Of course a *guaranteed* market share which enables an energy source to charge what it needs to be profitable is a form of subsidy. Any energy source could exist if it was the beneficiary of that distortion of the market. It's nonsense to deny this is a form of subsidy.

You also seem to see no benefit in renewable energy - it only has cost in your 'analyses'. This is a deeply flawed way of assessing the viability of renewable energy today. You must look at both side of the ledger.

Bill, you seem to have started with beliefs - "I love nuclear and I hate wind energy" - and worked back from there, cherry-picking data to suit pre-conceived beliefs and prejudices. This is not scepticism and informed analysis, it's advocacy based on personal biases and is unpersuasive as such.


BilloTheWisp said...

Dear Dr Stott,

Thanks for the comment.

I can see where you are coming from, but even a guaranteed market share does mean that the operator still has to participate in the NETA trading mechanism - and without further advantage.

There is a significant difference between ensuring a market share and providing a false trading mechanism like the ROC, which is simply a huge rolling semi-obscured subsidy.

Don't forget, not only do turbines have the ROC they also have a right to sell in to the market irrespective of the current demand or need for electricity.

I would, be quite happy to see a market share guarantee given to to wind generators, as long as they participated properly in the current NETA trading mechanism with other generators.

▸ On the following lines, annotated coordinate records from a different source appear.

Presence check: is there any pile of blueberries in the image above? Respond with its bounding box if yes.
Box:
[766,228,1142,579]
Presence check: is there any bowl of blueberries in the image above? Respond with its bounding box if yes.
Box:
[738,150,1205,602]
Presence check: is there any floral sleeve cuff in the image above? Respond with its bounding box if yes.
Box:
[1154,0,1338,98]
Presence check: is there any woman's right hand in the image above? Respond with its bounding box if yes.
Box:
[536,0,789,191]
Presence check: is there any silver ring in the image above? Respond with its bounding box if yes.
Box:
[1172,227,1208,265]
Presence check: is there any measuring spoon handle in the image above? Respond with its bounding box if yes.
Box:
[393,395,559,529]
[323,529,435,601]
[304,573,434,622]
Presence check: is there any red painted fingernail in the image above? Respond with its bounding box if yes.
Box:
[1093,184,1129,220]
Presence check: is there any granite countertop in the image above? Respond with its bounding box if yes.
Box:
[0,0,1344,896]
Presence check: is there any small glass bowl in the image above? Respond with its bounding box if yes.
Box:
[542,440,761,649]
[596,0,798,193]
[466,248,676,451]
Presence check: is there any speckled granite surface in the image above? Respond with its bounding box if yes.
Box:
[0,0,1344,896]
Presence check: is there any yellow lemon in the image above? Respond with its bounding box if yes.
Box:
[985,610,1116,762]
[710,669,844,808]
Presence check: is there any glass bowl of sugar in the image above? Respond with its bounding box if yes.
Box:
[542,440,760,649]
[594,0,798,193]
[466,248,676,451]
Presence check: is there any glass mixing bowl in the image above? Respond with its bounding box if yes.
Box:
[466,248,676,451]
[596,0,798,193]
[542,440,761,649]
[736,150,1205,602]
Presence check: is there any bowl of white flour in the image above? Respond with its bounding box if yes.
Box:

The current arrangements which guarantee the turbine operator somewhere between 2 and 3 times the market value of the generation without any penalties for non generation essentially ensure turbines are built in wholly inappropriate locations where they can never possibly hope to break even without the crutch of the ROC.

The whole thing, instead of being a measured step forward with effective turbines (there are a few) and with a properly thought through backup policy has become a Klondike style gold rush instead.